There are two kinds of sort algorithms: "stable sorts" and "unstable sorts". These terms refer to the action that is taken when two values compare as equal. If you have an array T0..size with two elements Tn and Tk for n < k, and these two elements compare equal, in a stable sort they will appear in the sorted output with the value that was in Tn preceding Tk. The output order preserves the original input order. An unstable sort, by contrast, there is no guarantee of the order of these two elements in the output.

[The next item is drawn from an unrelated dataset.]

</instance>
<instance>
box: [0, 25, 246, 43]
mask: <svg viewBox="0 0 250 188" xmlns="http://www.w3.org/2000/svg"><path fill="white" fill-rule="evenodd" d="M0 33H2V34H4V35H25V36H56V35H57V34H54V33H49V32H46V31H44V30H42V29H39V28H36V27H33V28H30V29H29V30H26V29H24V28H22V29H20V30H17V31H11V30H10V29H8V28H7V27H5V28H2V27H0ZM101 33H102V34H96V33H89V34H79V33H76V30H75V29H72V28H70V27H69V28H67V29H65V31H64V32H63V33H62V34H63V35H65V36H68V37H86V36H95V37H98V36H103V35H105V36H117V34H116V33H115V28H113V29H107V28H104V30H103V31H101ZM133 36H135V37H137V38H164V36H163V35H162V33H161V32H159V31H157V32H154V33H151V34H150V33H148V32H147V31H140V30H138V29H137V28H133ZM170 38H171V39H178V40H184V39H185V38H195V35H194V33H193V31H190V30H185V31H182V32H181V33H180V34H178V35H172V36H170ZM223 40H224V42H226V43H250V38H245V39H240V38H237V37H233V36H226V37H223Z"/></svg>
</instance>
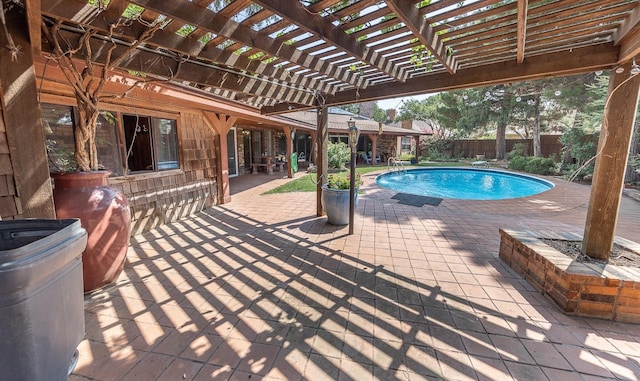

"What difference does it make?" you may ask. After all, if I have an input sequence 1 7 3 4 3 5 2, and the output sequence is 1 2 3 3 4 5 7, what does it matter that the values 3 may be in a different order? Well, consider that what we have is not a set of simple scalar values, but a set of tuples: <year, name>. Suppose my input sequence is <1981, "Fred">, <1987, "Joe">, <1983, "Harry">, <1984, "Charles">, <1983, "Ellen">, <1985, "Mary"> and <1982, "Harriet">. Suppose that I only compare the year. Then in a stable sort, I am guaranteed that the output will be <1981, "Fred">, <1982, "Harriet">, <1983, "Harry">, <1983, "Ellen">, <1984, "Charles">, <1985, "Mary">, <1987, "Joe">. You have the guarantee that the order of the two 1983 entries in the output preserves the original order. In an unstable sort, you have no such guarantee, and those two elements might well have come out as <1983, "Ellen">, <1983, "Harry">.
Note that qsort is not specified as a stable sort. Whether it is or not is up to a particular implementation.